Durante siglos hemos usado un idioma androcéntrico que, bajo la bandera del masculino “genérico”, colocó a las mujeres en la sombra. El problema no es sólo gramatical, es político y cultural: ¿quién queda dentro cuando se dice “todos” y quién queda fuera cuando conviene?

Un ejemplo cotidiano lo ilustra. En un salón de clases con niños y niñas, la maestra pide: “todos los niños fórmense en una fila”. Laura, una alumna, no se levanta. Al preguntarle la razón, responde: “dijo niños y yo soy niña”. La maestra corrige: “cuando digo niños, me refiero a todos, a niñas y niños”. Más tarde, la misma maestra anuncia: “pasen al frente los niños que quieran participar en el equipo de futbol”. Laura se levanta, pero ahora recibe un reproche: “dije niños, tú eres niña, siéntate”.

La contradicción es evidente: el masculino “inclusivo” se usa de manera selectiva, incluyendo a las niñas cuando no incomoda, y excluyéndolas cuando se trata de espacios que se consideran “masculinos”. Lo mismo ocurre en la vida pública: hay “médicos y enfermeras”, pero cuando se habla en abstracto solo aparecen “los médicos” y se esfuman “las médicas”. El resultado: la identidad femenina se vuelve prescindible, opcional, secundaria.
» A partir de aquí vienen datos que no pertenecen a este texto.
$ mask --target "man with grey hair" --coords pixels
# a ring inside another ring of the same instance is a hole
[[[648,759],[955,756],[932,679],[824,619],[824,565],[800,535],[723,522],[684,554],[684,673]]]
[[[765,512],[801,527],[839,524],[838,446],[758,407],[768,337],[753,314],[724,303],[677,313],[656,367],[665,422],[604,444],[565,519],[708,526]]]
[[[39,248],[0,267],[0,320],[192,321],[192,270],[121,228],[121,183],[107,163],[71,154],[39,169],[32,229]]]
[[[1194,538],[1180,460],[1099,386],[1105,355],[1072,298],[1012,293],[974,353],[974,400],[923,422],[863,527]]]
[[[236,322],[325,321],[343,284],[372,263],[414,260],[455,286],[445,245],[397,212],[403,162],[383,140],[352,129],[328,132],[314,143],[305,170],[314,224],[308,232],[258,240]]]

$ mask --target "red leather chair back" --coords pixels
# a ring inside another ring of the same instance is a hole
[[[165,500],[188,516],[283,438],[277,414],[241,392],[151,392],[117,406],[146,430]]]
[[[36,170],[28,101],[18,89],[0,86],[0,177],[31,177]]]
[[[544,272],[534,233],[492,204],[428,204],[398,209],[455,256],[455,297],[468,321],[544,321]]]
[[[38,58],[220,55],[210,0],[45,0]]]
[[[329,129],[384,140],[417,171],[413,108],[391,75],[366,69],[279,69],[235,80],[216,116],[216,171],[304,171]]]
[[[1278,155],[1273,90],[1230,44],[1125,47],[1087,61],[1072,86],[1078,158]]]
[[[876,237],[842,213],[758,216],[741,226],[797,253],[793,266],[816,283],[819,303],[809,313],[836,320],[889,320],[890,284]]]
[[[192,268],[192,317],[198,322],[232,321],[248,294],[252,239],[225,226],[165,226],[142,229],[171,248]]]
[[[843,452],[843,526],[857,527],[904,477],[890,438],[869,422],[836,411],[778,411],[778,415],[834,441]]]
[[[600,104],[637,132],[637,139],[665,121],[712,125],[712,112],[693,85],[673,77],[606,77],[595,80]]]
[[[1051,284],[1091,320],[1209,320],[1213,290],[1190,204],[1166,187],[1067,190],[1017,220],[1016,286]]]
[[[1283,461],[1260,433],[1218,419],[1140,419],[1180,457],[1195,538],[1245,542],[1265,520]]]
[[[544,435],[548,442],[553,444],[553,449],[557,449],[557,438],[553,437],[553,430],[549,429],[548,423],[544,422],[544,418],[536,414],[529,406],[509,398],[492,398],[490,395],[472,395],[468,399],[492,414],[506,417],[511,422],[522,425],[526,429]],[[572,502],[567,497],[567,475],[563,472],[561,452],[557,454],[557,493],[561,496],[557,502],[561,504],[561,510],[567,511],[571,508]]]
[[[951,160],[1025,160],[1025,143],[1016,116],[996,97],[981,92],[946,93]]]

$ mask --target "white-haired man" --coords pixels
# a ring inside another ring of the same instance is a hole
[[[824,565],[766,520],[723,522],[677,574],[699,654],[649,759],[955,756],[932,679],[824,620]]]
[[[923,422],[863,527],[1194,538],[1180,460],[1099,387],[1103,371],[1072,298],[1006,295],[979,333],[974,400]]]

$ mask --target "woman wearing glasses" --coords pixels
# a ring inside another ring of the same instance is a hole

Las mujeres nos hemos acostumbrado a que sea quien habla o quien detenta el poder —el maestro o la maestra, la persona legisladora, la persona juzgadora— quien decide si entramos o no en la frase, en la ley o en la sentencia. Esa discrecionalidad se replica en la vida pública: “los jueces”, “los ciudadanos”, “los médicos”, siempre bajo la promesa de que ahí cabemos… Pero sin la certeza de que realmente se nos reconozca.

Nombrar es existir. Y cuando las mujeres no somos nombradas, se nos priva de visibilidad y de reconocimiento. El lenguaje, lejos de ser un simple vehículo neutral, reproduce jerarquías, perpetúa exclusiones y normaliza desigualdades.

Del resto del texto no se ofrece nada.